Let’s use the analogy of building a house to explain how each relates to another.

Setting Goals: This is simple; you want to build a house, but what kind of house? Will it be a Victorian mansion or a modest ranch? The more detailed your goals, the more likely you are to achieve them.

Strategy: When building a house, you do not start by randomly nailing 2 x 4 boards and building the framework; first, you need a “blueprint” to work from – one  that specifies the style of house: Colonial, Ranch, Victorian; size of the house, bedrooms, baths; materials to be used: brick, wood, stone, et cetera. In marketing, your building blueprint is your marketing plan; this is the document that explains the strategy you will use to achieve your goals.

Select Tactics: In home-building, carpentry, plumbing and electrical work could be thought of as the “tactics” used to achieve the end goal, in this case, a house. In marketing, the tactics you may use are advertising, public relations, digital marketing and social media.

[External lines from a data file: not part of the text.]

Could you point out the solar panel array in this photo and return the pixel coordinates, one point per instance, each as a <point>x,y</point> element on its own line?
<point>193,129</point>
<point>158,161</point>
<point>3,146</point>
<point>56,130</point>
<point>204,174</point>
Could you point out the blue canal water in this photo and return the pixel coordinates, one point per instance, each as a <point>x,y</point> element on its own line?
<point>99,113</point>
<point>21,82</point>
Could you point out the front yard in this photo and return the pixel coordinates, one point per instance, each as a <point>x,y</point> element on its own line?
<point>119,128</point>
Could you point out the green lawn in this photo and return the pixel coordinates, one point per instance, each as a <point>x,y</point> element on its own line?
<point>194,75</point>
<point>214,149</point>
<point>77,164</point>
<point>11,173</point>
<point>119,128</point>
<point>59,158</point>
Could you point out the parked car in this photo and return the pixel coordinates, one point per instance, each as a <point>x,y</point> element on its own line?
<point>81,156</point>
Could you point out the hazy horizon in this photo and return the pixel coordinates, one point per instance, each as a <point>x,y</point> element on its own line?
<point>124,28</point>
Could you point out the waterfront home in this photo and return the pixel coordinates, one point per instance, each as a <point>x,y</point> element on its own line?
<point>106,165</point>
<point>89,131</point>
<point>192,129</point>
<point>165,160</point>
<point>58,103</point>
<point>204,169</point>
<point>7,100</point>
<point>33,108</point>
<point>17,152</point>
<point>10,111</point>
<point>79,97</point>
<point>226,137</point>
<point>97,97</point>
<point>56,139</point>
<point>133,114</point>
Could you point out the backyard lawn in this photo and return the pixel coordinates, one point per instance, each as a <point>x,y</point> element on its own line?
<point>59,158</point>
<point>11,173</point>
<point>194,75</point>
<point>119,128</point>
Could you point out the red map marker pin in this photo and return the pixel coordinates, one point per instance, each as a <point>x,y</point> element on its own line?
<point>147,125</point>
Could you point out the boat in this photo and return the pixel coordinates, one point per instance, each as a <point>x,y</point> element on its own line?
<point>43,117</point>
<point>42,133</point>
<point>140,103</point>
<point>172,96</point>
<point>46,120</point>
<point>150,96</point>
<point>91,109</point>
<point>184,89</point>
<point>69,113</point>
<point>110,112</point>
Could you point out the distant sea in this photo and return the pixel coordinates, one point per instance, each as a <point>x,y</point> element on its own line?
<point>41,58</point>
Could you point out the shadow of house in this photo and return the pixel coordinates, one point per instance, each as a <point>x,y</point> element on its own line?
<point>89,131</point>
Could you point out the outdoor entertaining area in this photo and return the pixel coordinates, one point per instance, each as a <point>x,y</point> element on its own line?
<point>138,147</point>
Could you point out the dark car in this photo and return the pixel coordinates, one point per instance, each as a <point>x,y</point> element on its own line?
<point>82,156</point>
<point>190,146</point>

How does this approach work with marketing strategy?

Well you don’t start by saying “I need a brochure,” that is a tactic.

First, establish your goals, e.g., increase gross sales 20% each year and by 10% next quarter.

Next, determine your strategy, such as “I will employ a direct-sales effort; my sales people will make face-to-face presentations to qualified prospects and close 20% of those efforts.” Your marketing plan includes the following critical information to support your strategy:

  • An in-depth demographic description of the customer base
  • The important reasons why customers will choose to purchase from this company
  • The key benefit that makes us unique and differentiate us from our competitors

Finally, we utilize our tactics: “We will use telemarketing and e-mail marketing to set up initial meetings; during these meetings, we will utilize a PowerPoint presentation and provide a competitive analysis brochure as a leave-behind with all prospective clients.